Второе наступление на меня было организовано под самый занавес обучения в университете. На нашем не очень многочисленном курсе я был единственным, не имевшем за все годы ни одной четверки (мой сокурсник Георгий Дядюша, безусловно возвышавшийся на факультете над всеми, на четвертом курсе получил по военному делу тройку, обстоятельства чего описаны мною в посвященном ему очерке "Нижние чины и собаки"). К окончанию факультета я имел и печатные работы, что, в общем, было явлением нечастым. В этой ситуации я был претендентом на аспирантуру с правами, по крайней мере, не меньшими, чем другие в нее рекомендованные.
Месяца за полтора перед окончанием начали оформлять характеристики (а что в те времена, делалось без этого характерного символа Страны Советов?), и я узнал, что в моей характеристике начертано: "Ставит личное выше общественного". На фоне стертых фраз, ритуальных для этого жанра, такие слова означали крайнюю степень отрицательности. Пикантность даже не в том, что речь шла о многолетнем руководителе лекторской группы всего университета, насчитывавшей свыше полутора сотен лекторов, радениями которых ежедневно проводилось до двух десятков лекций, а также о председателе химической секции научного студенческого общества. Дело в том, что характеристика была подписана деканом факультета Шевченко и секретарем комсомольского бюро Великановым. Не в должностях - в фамилиях - заключалась ее соль.

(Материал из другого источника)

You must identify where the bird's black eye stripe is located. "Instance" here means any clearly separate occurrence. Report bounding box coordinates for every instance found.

Шевченко был аспирантом отца и защитил диссертацию года за два до того. Отличался он бьющей в глаза серостью и клокочущей химической неграмотностью (ведя с нами практические занятия по неорганической химии на первом курсе и не справившись с расстановкой коэффициентов в простеньком уравнении редокспроцесса, он сообщил, что возможны случаи, когда соединение, выпадающее в осадок, может быть заряжено...). Однако отец, обычно нетерпимый к проявлениям химического убожества, тут вел себя иначе. Дело в том, что Шевченко потерял на фронте ногу и передвигался с помощью костылей. Поэтому отец диссертацию ему, по сути, надиктовал. Однажды, когда я был не то на втором, не то на третьем курсе, отец, непривычно раздраженный, сказал мне:
- Шевченко должен защищать, а у него в диссертации много грамматических ошибок. Помоги ему, у меня нет времени заниматься этим.
Сказав, что ошибок было "много", отец явно поскупился на определение. На каждой странице их было до десятка - не каких-нибудь благородных синтаксических, о таких сантиментах я уже не говорю, а самых что ни на есть орфографических (запомнилось: "оченьплоходисоциированый" - именно так: слитно, с одним "с" и одним "н"). Я просидел с Шевченко недели две бок о бок, вылизывая каждую страницу. После защиты Шевченко пришел к нам домой и сказал, что ни отцу, ни мне не забудет, что мы для него сделали. Слово сдержал.
Проще обстояло дело с Великановым, моим одногруппником, человеком способностей и прилежания более чем ограниченных. Понятно, что его должность комсомольского секретаря гарантировала ему место в аспирантуре, но он решил, что выслужиться лишний раз не помешает. Да и маловероятного, но все же конкурента убрать - не лишнее. Дело понятное, подлость по тем временам была обыденно-примитивной. Когда потребовалось закрыть путь в аспирантуру талантливейшему Володе Спиваковскому, военкомат (с подачи университета) загнал его лейтенантом на линейный корабль Тихоокеанского флота командовать противогазами.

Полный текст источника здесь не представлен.